Albanian commander & spy (c.1550–1598)

Antonio Bruni (born c. 1550 - died 1598) was an Albanian commander and spy from Ulcinj, part of the Albanian Bruni family, in the 16th century. He was the uncle of Bartolomeo Bruti. Members of the family worked for the Venetians, the Papacy and the Ottomans. Ottoman conquest of the city forced Bruni eventually to flee to Venice where he was educated by the Jesuits in May 1572 in Rome and he was a doctorate in Avignon. He also worked for one of his cousins in Moldavia. Bruni's father was Gasparo Bruni, the first knight of Malta and the commander of the Papacys fleet during the Battle of Lepanto. In August 1591, Bruni returned to Koper and was elected as the overseer of the grain store.

== Petru Schiopul ==
Petru Schipoul, Voivod of Moldavia, abandoned his throne and fled to Habsburg territory where he contacted Bruni in Koper in 1592, according to a letter which Bruni presented to the elected pope Clement VIII in Rome. Before Petru Schipouls decision to leave, he received a loan of 11,300 ducats in advance from a Ragusan merchant in Moldavia named Giovanni de Marini Poli who had come to collect sheep and cattle. However Schipoul fled and the new Voivode Aron refused to pay his predecessors debts. Marini Poli pursued Petru for the money and in May 1593, Antonio Bruni traveled to Bolzano where Petru was and made him sign a legal document empowering Antonio to speak and act on Petrus behalf. This proved that Antonio was fluent in Romanian. For seven months Bruni stayed in Tyrol helping Petru with his legal defense in court against Marini Poli.
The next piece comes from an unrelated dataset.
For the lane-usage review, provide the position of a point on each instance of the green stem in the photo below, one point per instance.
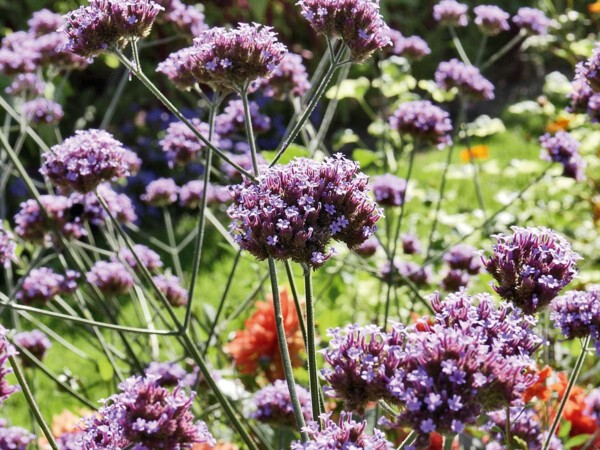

In 1594 Petru died and his family members stripped the house of possessions which Bruni opposed. He also felt a special responsibility for the son of Petru, Stefan. In 1596 he submitted a memorandum to the Austrians suggesting an anti-Ottoman geostrategic plan.

== Death ==
It is believed that Antonio Bruni died from the plague during his travels between Koper and Bolzano in Trieste July 1598. Bruni was the first Albanian to write a general description of Albania which was a major source of information in Lazaro Soranzos L'Ottomanno (1598). Antonio Bruni had an insiders view of the empire; his work had taken him to such places as Vlorë, on the southern coast of Albania, and Constanta, on the Black Sea coast, and he also stayed in Moldavia. In his writings, he identified the ancestors of the Albanians with Goths or Macedonians. Bruni was a friend of Innocentius Stoicinus, bishop of Lezhe in August 1596. According to Mekjashi in 1603, Bruni had intervened in Rome to save Stoicinus from punishment for immoral behavior.